Should have used olive oil, it can withstand 200 degrees centigrade
smile.gif



When I was last in Australia I bought a second-hand book on outback driving. It's not to hand, but it describes emergency use of butter and graphite in a leaky gearbox.

Think polymerised SFO is quite a lot thicker than that, though.
 
Originally Posted By: bunnspecial
Unfortunately, a leaky/poorly maintained Z-S is also an accident waiting. The car will probably run very rich in the first place, which will make the cat hot enough to glow red, and gas drips right down on top of it. A fair number of cars caught on fire because of that.

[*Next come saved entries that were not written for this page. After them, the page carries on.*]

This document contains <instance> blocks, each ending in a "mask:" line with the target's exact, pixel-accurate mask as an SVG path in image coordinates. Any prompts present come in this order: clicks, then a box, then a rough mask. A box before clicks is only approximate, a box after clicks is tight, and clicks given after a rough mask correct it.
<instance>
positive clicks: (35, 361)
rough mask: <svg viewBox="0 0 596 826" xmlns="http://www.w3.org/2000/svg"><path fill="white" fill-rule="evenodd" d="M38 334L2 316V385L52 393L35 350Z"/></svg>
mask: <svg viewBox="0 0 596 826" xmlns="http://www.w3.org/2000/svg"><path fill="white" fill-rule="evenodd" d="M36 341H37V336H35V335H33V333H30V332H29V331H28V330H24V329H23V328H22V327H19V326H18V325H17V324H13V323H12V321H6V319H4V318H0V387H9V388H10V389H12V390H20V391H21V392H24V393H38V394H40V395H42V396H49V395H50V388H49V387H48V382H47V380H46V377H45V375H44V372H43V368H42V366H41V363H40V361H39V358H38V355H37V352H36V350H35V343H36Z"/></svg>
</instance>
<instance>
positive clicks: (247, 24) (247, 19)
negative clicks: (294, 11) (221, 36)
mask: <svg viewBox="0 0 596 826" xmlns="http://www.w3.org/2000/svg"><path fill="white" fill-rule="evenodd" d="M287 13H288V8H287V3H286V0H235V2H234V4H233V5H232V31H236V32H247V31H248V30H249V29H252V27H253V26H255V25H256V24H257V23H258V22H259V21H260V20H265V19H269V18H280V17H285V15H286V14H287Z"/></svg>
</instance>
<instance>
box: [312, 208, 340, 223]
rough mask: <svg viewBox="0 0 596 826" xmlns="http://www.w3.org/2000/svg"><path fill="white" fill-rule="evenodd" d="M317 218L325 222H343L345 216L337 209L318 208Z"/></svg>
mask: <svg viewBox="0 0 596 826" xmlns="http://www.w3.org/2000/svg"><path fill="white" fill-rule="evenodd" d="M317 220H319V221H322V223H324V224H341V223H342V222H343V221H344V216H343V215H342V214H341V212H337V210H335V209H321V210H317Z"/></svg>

I'd hate for someone to hook a sniffer up to my tailpipe, as I tend to run my car a bit on the rich side anyway. The engine seems to run better, and I get better performance. I don't go too much, though. Trust me when I say I've had some funny looks when people see me sniffing the tail pipe of my car
smile.gif



One of my first test runs when I fitted triple 1-3/4" SUs to my Holden 6, I learned the importance of replacing the rubber tipped needles on second hand carbs...petrol raining over the exhaust headers...
 
I might still have a couple of SU books (too many shifts), one detailing specs for every car fitted with an SU, and a book of needle specs - every needle, and dimensions at 10 intervals, 12 on some longer needles. It didn't help with my SU tuning when I fitted them to things like motorcycles, because most of the needles were not available anyway. I have several motorcycle carbs that use the same metering system, just a graduated needle and nothing else. Mine are Blue Magnum, a later version of the Lectron.
 
I HAD that book too...alas too many shifts, and parents with a propensity to throw anything out that they didn't see a need for in THEIR world.
 
Hah! Just been out in the shed and found my needle book - 28 to a page, 24 pages, so that's 672 different needles. I paid $1.10 for it. Still don't know where the other book is.
 
Well I just said I'd used straight 70, none of the wimpy multigrade stuff. I might've used it in my MkII Escort, it really sucked oil, until I put some rings in it.
 
Did the Escort have the 2.0L OHC Pinto engine? They seem to have a tendency to start drinking oil at high miles i took a local Capri i was thinking of buying for a test drive with a 2L Pinto but it smoked a lot and that put me off.
 
No, it was just a one owner 1300. The engine was perfect when I pulled it down, a set of new rings and it was good as.
 
Pennzoil 20w50 in my brother's oil burning Saturn. It still managed to burn through a quart of it every 200-300 miles.